Unable to add additional choices to VisualBertForMultipleChoice,

Hi, I’m working with the brief tutorial given in the VisualBertForMultipleChoice section of the VisualBert page.

This is the code snippet I started with:

from transformers import AutoTokenizer, VisualBertForMultipleChoice
import torch

tokenizer = AutoTokenizer.from_pretrained("google-bert/bert-base-uncased")
model = VisualBertForMultipleChoice.from_pretrained("uclanlp/visualbert-vcr")

prompt = "In Italy, pizza served in formal settings, such as at a restaurant, is presented unsliced."
choice0 = "It is eaten with a fork and a knife."
choice1 = "It is eaten while held in the hand."

encoding = tokenizer([[prompt, prompt], [choice0, choice1]], return_tensors="pt", padding=True)

Which is able to run without issue. However, when I add an additional option to the choices:

from transformers import AutoTokenizer, VisualBertForMultipleChoice
import torch

tokenizer = AutoTokenizer.from_pretrained("google-bert/bert-base-uncased")
model = VisualBertForMultipleChoice.from_pretrained("uclanlp/visualbert-vcr")

prompt = "In Italy, pizza served in formal settings, such as at a restaurant, is presented unsliced."
choice0 = "It is eaten with a fork and a knife."
choice1 = "It is eaten while held in the hand."
choice2 = "It is eaten while torn into smaller pieces."

encoding = tokenizer([[prompt, prompt, prompt], [choice0, choice1, choice2]], return_tensors="pt", padding=True)

I get this following error:

TypeError: TextEncodeInput must be Union[TextInputSequence, Tuple[InputSequence, InputSequence]]

I am really stumped as to why this is happening. I’ve experimented with a few different ways to pass in the input sequences, but I continue to get this error.
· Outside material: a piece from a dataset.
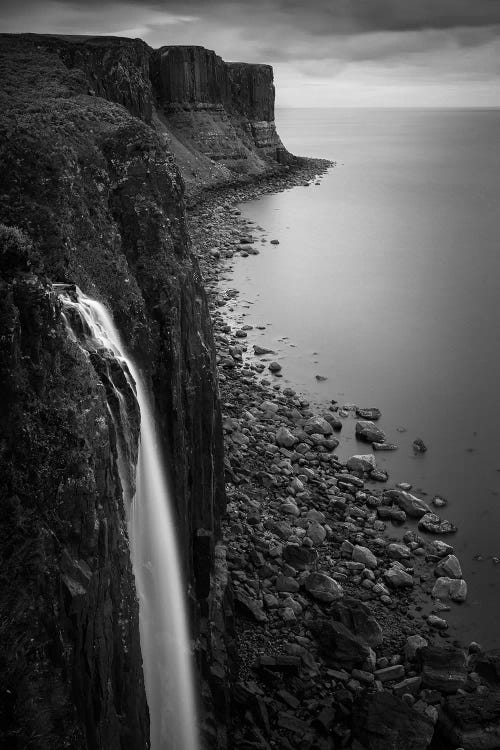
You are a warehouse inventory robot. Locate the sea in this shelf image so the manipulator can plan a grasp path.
[226,108,500,648]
I’m confused because, looking at my input, is it not a list of lists which should be an accepted input?

I’ve spent quite a while on what feels like a simple issue :sweat_smile: I would really appreciate some help on this, thank you in advance!
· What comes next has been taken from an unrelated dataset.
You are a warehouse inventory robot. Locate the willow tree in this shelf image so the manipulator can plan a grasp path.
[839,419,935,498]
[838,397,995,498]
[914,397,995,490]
Finally figured out the solution after referencing this post:

Feeling a bit silly that the issue was simply tokenizer(questions, choices) instead of tokenizer([questions, choices]) as I had been trying!

This was especially confusing since the example given on the VisualBert page follows the tokenizer([questions, choices]) format.

Can someone explain why this issue arose and why our inputs should not be in a list of lists for multiple choice?